Через семь дней воды потопа пришли на землю. Ветер в одночасье нагнал черные тучи, которые до того сгустились, что полностью скрыли синеву неба. Изредка всполохами сквозь них прорывались зарницы, но грома еще не было.
Ветер крепчал. Вот он уже заколебал на деревьях ветки, затрепыхал палатки, оторвал пыль от земли и закружил ее в неистовстве, запорашивая всем сущим глаза и ослепляя. Вскоре ни старый, ни малый не могли удержаться на ногах. Мелкий моросящий дождь усилился, и из-под земли начала проступать вода. С гор сошли лавины, сметая на своем пути все живое и неживое. Люди загалдели, заметались, видя, как злобно ревущий ветер с корнями вырывает деревья, до основания сметает постройки. Казалось, сама природа сошла с ума и с нею сошли с ума люди.
Некоторые в отчаянии рвались к ковчегу, исступленно колотили в его стены, умоляя Ноя и их взять с собой, но патриарх уединился в своем уголке и воском залепил уши, дабы не слышать истошного воя и стенания оставшихся за бортом. «Так порешил Господь, так порешил Господь», — твердил он про себя, стараясь забыться…
Вскоре вода полностью скрыла землю, но стихия не прекращалась. Раскаты грома оглушали, мечущиеся ветви молний озаряли на мгновение опустившуюся тьму и тут же исчезали. Свирепый ветер вспенивал бурлящие волны и окатывал раз за разом водою ковчег. Пять дней терпеливо ожидали окончания потопа люди и животные в ковчеге, пять дней с трудом сносили взбеленившуюся стихию, пять ночей их сон был не менее беспокойным.
И снова Хам вспылил:
— Сколько можно! Ной, видно, нарочно взял нас с собою, чтобы мы мучились тут! Разве может нормальный человек выдержать эту нескончаемую пытку? Да лучше бы мы погибли со всеми! Сразу, в одночасье. Ведь этому не будет конца — разве вы не видите!

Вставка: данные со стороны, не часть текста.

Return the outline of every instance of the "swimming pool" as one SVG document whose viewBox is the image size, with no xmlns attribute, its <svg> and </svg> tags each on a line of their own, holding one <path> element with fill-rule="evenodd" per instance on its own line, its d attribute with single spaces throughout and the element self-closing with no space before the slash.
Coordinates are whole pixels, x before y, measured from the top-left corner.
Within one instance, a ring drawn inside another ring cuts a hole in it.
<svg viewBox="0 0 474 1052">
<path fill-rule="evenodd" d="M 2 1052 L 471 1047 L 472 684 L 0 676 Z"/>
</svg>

Он был сам не свой, трясся в нервическом напряжении.
— А люди! Вы видели — он не впустил никого! Никого! Он их заставил умирать! Так и мы погибнем! Все! Все до единого!
Его не поддержал никто, но и возражать никто не стал — в словах Хама была и доля горькой правды. Молчание их только прибавляло Хаму храбрости.
— Я ему всё скажу, всё! Пусть знает, что мы не намерены сдаваться, не намерены больше терпеть его прихоти!
И Хам пошел к Ною, оторвал его от чтения великой книги Еноха, которую Ной взял с собою в ковчег, и повторил большинство из того, что говорил остальным. Однако Ной ничего не сказал, он только напомнил сыну, что настала пора кормить животных, и снова углубился в чтение.
— Ах, как благородно! — еще пуще взорвался Хам, выйдя из клетушки Ноя и сильно хлопнув дверью. Ной будто не чувствует смерти! Он безмятежен, он непоколебим, он — читает! Да как в такой час вообще можно читать!
Хам и не заметил, как оказался на третьем ярусе ковчега, там, где пребывали птицы разных семейств.
— И вы спокойны! — закричал, негодуя, Хам. — И вы спокойны! Всё сносите, всё молчите! Радуетесь, что вас взяли с собою? Взяли и кормят?